In a remarkably frank and punchy dissent, Justices Binnie and LeBel excoriate their colleagues for their overconfidence and questionable assumptions in deciding that the law ought to be invalidated. Noting that their colleagues contend the failure to provide “public health care of a reasonable standard within a reasonable time” violated rights, the dissenters ask:

What, then, are constitutionally required “reasonable health services”?  What is treatment “within a reasonable time”?  What are the benchmarks?  How short a waiting list is short enough?  How many MRIs does the Constitution require?  The majority does not tell us.  The majority lays down no manageable constitutional standard.  The public cannot know, nor can judges or governments know, how much health care is “reasonable” enough … It is to be hoped that we will know it when we see it.

The dissent rightly criticizes the majority for a lack of deference to finding of facts at the trial level, for disregarding the majority of experts, and for failing to pay heed to comparative evidence that waitlists exist in countries with private options. In a particularly noteworthy passage for a Supreme Court of Canada opinion of any kind, the dissent notes bluntly that the “resolution of such a complex fact-laden policy debate does not fit easily within the institutional competence or procedures of courts of law.” Moreover, they note that a “legislative policy is not ‘arbitrary’ just because we may disagree with it.” If only this message was one Canadian justices heeded more often.
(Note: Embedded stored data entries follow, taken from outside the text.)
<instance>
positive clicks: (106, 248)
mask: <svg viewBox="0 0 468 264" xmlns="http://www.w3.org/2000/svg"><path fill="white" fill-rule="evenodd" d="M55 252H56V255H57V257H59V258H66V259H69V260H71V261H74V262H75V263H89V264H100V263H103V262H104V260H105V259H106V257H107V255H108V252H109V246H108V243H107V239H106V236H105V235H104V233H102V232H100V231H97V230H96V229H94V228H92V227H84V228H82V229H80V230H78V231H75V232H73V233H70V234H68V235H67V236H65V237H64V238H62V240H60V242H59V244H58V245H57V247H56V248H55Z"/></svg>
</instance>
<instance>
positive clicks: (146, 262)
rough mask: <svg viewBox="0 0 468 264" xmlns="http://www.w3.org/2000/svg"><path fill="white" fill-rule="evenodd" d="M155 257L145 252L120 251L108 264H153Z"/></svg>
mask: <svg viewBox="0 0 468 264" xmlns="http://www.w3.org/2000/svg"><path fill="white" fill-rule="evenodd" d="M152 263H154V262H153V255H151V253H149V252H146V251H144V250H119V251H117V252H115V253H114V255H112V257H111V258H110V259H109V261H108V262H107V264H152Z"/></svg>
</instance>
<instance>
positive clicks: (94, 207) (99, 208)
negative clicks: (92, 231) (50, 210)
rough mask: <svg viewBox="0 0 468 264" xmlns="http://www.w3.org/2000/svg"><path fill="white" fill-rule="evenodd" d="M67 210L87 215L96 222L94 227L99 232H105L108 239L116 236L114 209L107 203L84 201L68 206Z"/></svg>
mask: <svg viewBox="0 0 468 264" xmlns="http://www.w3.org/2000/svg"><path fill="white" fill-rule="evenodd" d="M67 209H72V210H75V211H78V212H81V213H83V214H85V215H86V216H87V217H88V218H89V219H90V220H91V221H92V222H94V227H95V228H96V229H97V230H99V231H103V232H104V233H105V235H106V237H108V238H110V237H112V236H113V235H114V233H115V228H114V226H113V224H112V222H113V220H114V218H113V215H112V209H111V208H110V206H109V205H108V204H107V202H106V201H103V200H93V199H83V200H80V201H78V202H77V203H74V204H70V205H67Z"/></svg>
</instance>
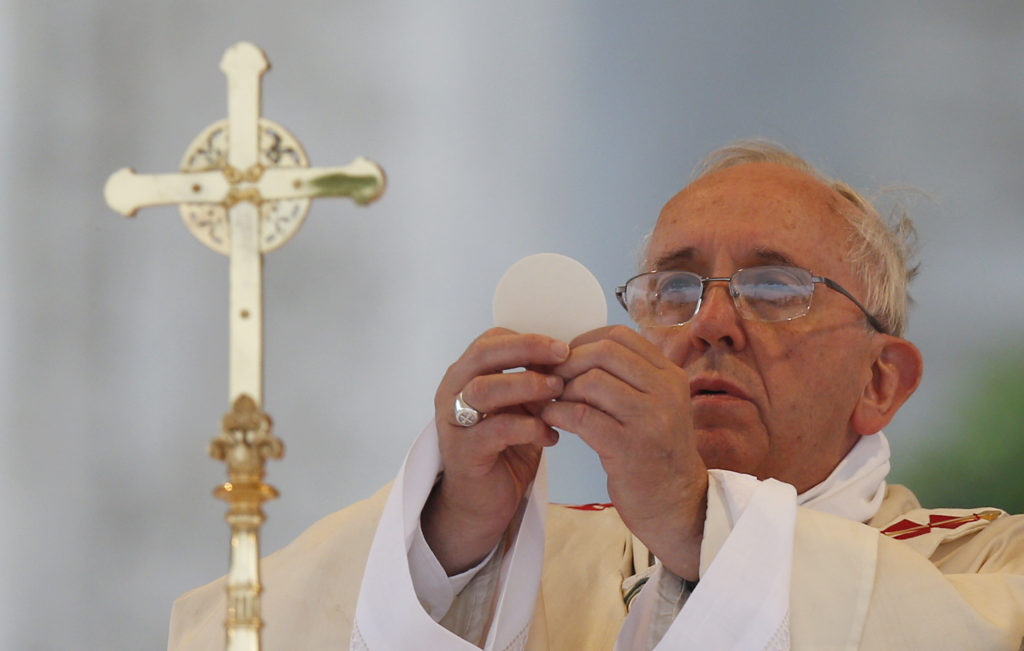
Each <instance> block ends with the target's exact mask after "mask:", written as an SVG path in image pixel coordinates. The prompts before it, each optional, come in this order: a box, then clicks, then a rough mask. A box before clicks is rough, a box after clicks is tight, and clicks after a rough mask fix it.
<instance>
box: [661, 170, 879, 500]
mask: <svg viewBox="0 0 1024 651" xmlns="http://www.w3.org/2000/svg"><path fill="white" fill-rule="evenodd" d="M840 210H855V209H854V207H853V206H852V205H851V204H849V203H848V202H847V201H846V200H845V199H843V198H842V197H841V196H839V194H838V193H836V192H835V191H833V190H831V189H829V188H828V187H826V186H824V185H823V184H821V183H819V182H818V181H816V180H815V179H813V178H812V177H810V176H808V175H807V174H804V173H803V172H800V171H797V170H794V169H791V168H786V167H783V166H779V165H775V164H767V163H755V164H746V165H739V166H736V167H732V168H727V169H725V170H721V171H719V172H716V173H714V174H711V175H708V176H705V177H703V178H701V179H698V180H697V181H695V182H694V183H692V184H691V185H689V186H688V187H686V188H685V189H683V191H681V192H680V193H679V194H677V196H676V197H674V198H673V199H672V200H671V201H670V202H669V203H668V204H667V205H666V207H665V209H664V210H663V211H662V215H660V217H659V218H658V221H657V225H656V226H655V228H654V232H653V234H652V236H651V242H650V250H649V254H648V258H647V263H648V269H650V270H670V269H683V270H688V271H694V272H696V273H699V274H700V275H703V276H718V277H722V276H731V275H732V273H733V272H734V271H736V269H741V268H744V267H752V266H756V265H763V264H791V265H795V266H800V267H804V268H806V269H809V270H810V271H811V272H812V273H815V274H817V275H824V276H827V277H829V278H833V279H834V280H836V281H837V283H839V284H840V285H842V286H843V287H844V288H846V289H847V290H848V291H849V292H850V293H851V294H853V295H854V296H855V297H857V298H858V299H859V300H861V302H863V299H864V288H863V286H862V284H861V283H860V280H859V278H857V277H855V275H854V273H853V270H852V268H851V264H850V262H849V259H848V253H847V249H848V247H847V243H848V237H849V236H850V233H851V227H850V225H849V224H848V222H847V221H846V220H845V219H844V218H843V217H842V216H841V215H839V214H838V211H840ZM644 335H645V337H647V339H649V340H650V341H652V342H654V344H656V345H657V346H658V347H659V348H660V349H662V352H663V353H664V354H665V355H666V356H667V357H668V358H669V359H671V360H672V361H674V362H675V363H677V364H679V365H680V366H682V367H683V368H684V370H685V371H686V373H687V375H688V377H689V380H690V389H691V393H692V414H693V426H694V433H695V436H696V439H697V447H698V450H699V452H700V455H701V458H702V459H703V461H705V463H706V464H707V465H708V467H709V468H723V469H726V470H733V471H737V472H743V473H749V474H752V475H755V476H757V477H759V478H766V477H774V478H776V479H779V480H782V481H785V482H788V483H792V484H793V485H795V486H796V487H797V489H798V490H800V491H802V490H806V489H807V488H810V487H811V486H813V485H814V484H816V483H818V482H820V481H821V480H823V479H824V478H825V477H827V476H828V474H829V473H830V472H831V470H833V469H834V468H835V467H836V465H837V464H838V463H839V462H840V461H841V460H842V459H843V457H845V455H846V453H847V452H848V451H849V450H850V448H851V447H852V446H853V444H854V443H855V442H856V440H857V436H858V433H857V432H855V431H854V430H853V428H852V427H851V424H850V417H851V414H852V411H853V409H854V406H855V405H856V403H857V401H858V399H859V398H860V397H861V395H862V394H863V391H864V388H865V386H867V384H868V382H869V381H870V378H871V360H872V354H873V353H872V351H873V350H876V348H874V346H873V344H872V342H873V340H872V336H873V335H872V332H871V331H870V330H869V329H868V328H867V327H866V326H865V322H864V317H863V314H862V313H861V312H860V310H858V309H857V307H856V306H854V305H853V303H851V302H850V301H849V300H848V299H846V298H845V297H843V296H842V295H840V294H839V293H837V292H833V291H830V290H828V289H827V288H825V287H824V286H822V285H818V286H815V291H814V298H813V302H812V305H811V309H810V312H809V313H808V314H807V315H806V316H803V317H800V318H797V319H794V320H791V321H778V322H762V321H755V320H744V319H742V318H741V317H740V316H739V315H738V314H737V313H736V311H735V308H734V307H733V304H732V299H731V298H730V297H729V295H728V286H727V284H725V283H713V284H710V285H709V286H708V287H707V291H706V293H705V299H703V303H702V304H701V306H700V310H699V312H698V313H697V314H696V315H695V316H694V317H693V319H692V320H690V321H689V322H688V323H687V324H685V326H680V327H672V328H650V329H646V330H645V331H644Z"/></svg>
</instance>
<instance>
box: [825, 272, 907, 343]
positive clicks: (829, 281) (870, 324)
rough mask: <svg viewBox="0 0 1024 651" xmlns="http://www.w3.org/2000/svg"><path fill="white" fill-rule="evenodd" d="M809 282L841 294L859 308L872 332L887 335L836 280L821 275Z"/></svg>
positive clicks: (865, 308)
mask: <svg viewBox="0 0 1024 651" xmlns="http://www.w3.org/2000/svg"><path fill="white" fill-rule="evenodd" d="M811 280H812V281H814V283H821V284H823V285H824V286H825V287H827V288H828V289H829V290H836V291H837V292H839V293H840V294H842V295H843V296H845V297H846V298H848V299H850V301H851V302H853V304H854V305H856V306H857V307H859V308H860V311H861V312H863V313H864V317H865V318H866V319H867V322H868V323H870V326H871V328H873V329H874V330H877V331H878V332H880V333H881V334H883V335H888V334H889V332H888V331H887V330H886V328H885V327H884V326H883V324H882V321H880V320H879V319H878V318H877V317H876V316H874V314H871V313H870V312H868V311H867V308H866V307H864V306H863V305H861V303H860V301H858V300H857V299H855V298H853V295H852V294H850V293H849V292H847V291H846V290H844V289H843V286H842V285H840V284H839V283H837V281H836V280H833V279H831V278H826V277H824V276H822V275H812V276H811Z"/></svg>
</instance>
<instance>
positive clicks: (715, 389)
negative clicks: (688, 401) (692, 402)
mask: <svg viewBox="0 0 1024 651" xmlns="http://www.w3.org/2000/svg"><path fill="white" fill-rule="evenodd" d="M701 398H712V399H715V398H718V399H725V398H735V399H740V400H748V399H750V398H749V397H748V395H746V393H745V392H744V391H743V390H742V389H740V388H739V387H737V386H736V385H734V384H732V383H731V382H728V381H726V380H721V379H713V378H697V379H695V380H693V381H692V382H690V399H691V400H696V399H701Z"/></svg>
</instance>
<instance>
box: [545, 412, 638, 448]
mask: <svg viewBox="0 0 1024 651" xmlns="http://www.w3.org/2000/svg"><path fill="white" fill-rule="evenodd" d="M541 419H542V420H543V421H544V422H545V423H546V424H548V425H549V426H551V427H557V428H559V429H562V430H565V431H566V432H572V433H573V434H575V435H577V436H579V437H580V438H581V439H583V441H584V442H585V443H586V444H587V445H588V446H590V447H591V448H592V449H593V450H594V451H596V452H597V453H598V455H599V457H601V458H602V459H603V458H604V457H605V455H606V454H607V452H608V450H610V449H613V445H614V442H615V440H617V439H621V437H622V432H623V428H622V426H621V425H620V423H618V422H617V421H615V419H613V418H611V417H610V416H608V415H607V414H606V413H604V411H602V410H601V409H599V408H597V407H594V406H592V405H590V404H587V403H585V402H569V401H566V400H555V401H554V402H551V403H549V404H548V405H547V406H545V407H544V409H543V410H542V411H541Z"/></svg>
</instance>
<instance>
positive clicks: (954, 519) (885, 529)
mask: <svg viewBox="0 0 1024 651" xmlns="http://www.w3.org/2000/svg"><path fill="white" fill-rule="evenodd" d="M999 515H1000V514H999V512H998V511H983V512H981V513H972V514H971V515H966V516H944V515H937V514H932V515H930V516H928V524H920V523H918V522H914V521H912V520H900V521H899V522H897V523H895V524H891V525H889V526H888V527H886V528H885V529H883V530H882V532H883V533H884V534H886V535H889V536H892V537H894V538H896V539H897V540H906V539H907V538H914V537H918V536H919V535H924V534H926V533H929V532H930V531H931V530H932V529H933V528H939V529H956V528H958V527H961V526H963V525H965V524H968V523H969V522H977V521H979V520H988V521H989V522H991V521H992V520H994V519H996V518H998V517H999Z"/></svg>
The Remuneration reference is one of the most dramatic cases of judicial overreach in Canadian history. In it, the majority of the Court mandated “independent compensation commissions” for judges based on the “unwritten principle” of judicial independence (grounded in the preamble to the Constitution Act, 1867 of “a Constitution similar in Principle to that of the United Kingdom” and an analysis of section 11(d) of the Charter, a plain reading of which comes nowhere close to imagining the requirements invented by the majority).

Justice La Forest’s partial dissent stands as the lone voice of reason on a Court wildly stretching and misapplying the concept of judicial independence. He describes the majority’s approach as “a partial usurpation of the provinces’ power to set the salaries of inferior court judges” under the Constitution Act, 1867. That the reference involved “an issue on which judges can hardly be seen to be indifferent, especially as it concerns their own remuneration” was not lost on him either. La Forest criticizes the majority for its view that the constitutional preamble is a source for limiting the power of legislatures to interfere with judicial independence. Indeed, the idea that the British Constitution imposes such limits on Parliament is ahistorical nonsense.

La Forest also correctly notes that judicial review is “politically legitimate only insofar as it involves the interpretation of an authoritative constitutional instrument. … That legitimacy is imperiled, however, when courts attempt to limit the power of legislatures without recourse to express textual authority.” It is unreasonable, in La Forest’s view, to assume changes in judicial salaries or discussions between the two branches of government about salaries impair judicial independence.

Honourable mentions:

The dissent in Daviault (1994), against a defence of extreme intoxication for offense of general intent like sexual assault.

The dissent in Saskatchewan Federation of Labour (2015), against constitutionalizing the right to strike.

The dissent in Reference re Supreme Court Act (2014), against a cherry-picked connection between the general eligibility requirements for Supreme Court justices and those for judges from Quebec.

The dissent in R. v. N.S. (2012), against the notion that requiring a sexual assault complainant to remove her niqab when testifying at trial protects the right to a fair trial.

The dissent in Sauvé (2002), in favour of deference to Parliament’s legitimate moral and philosophical objectives in denying the right to vote to those currently in prison for having committed serious crimes.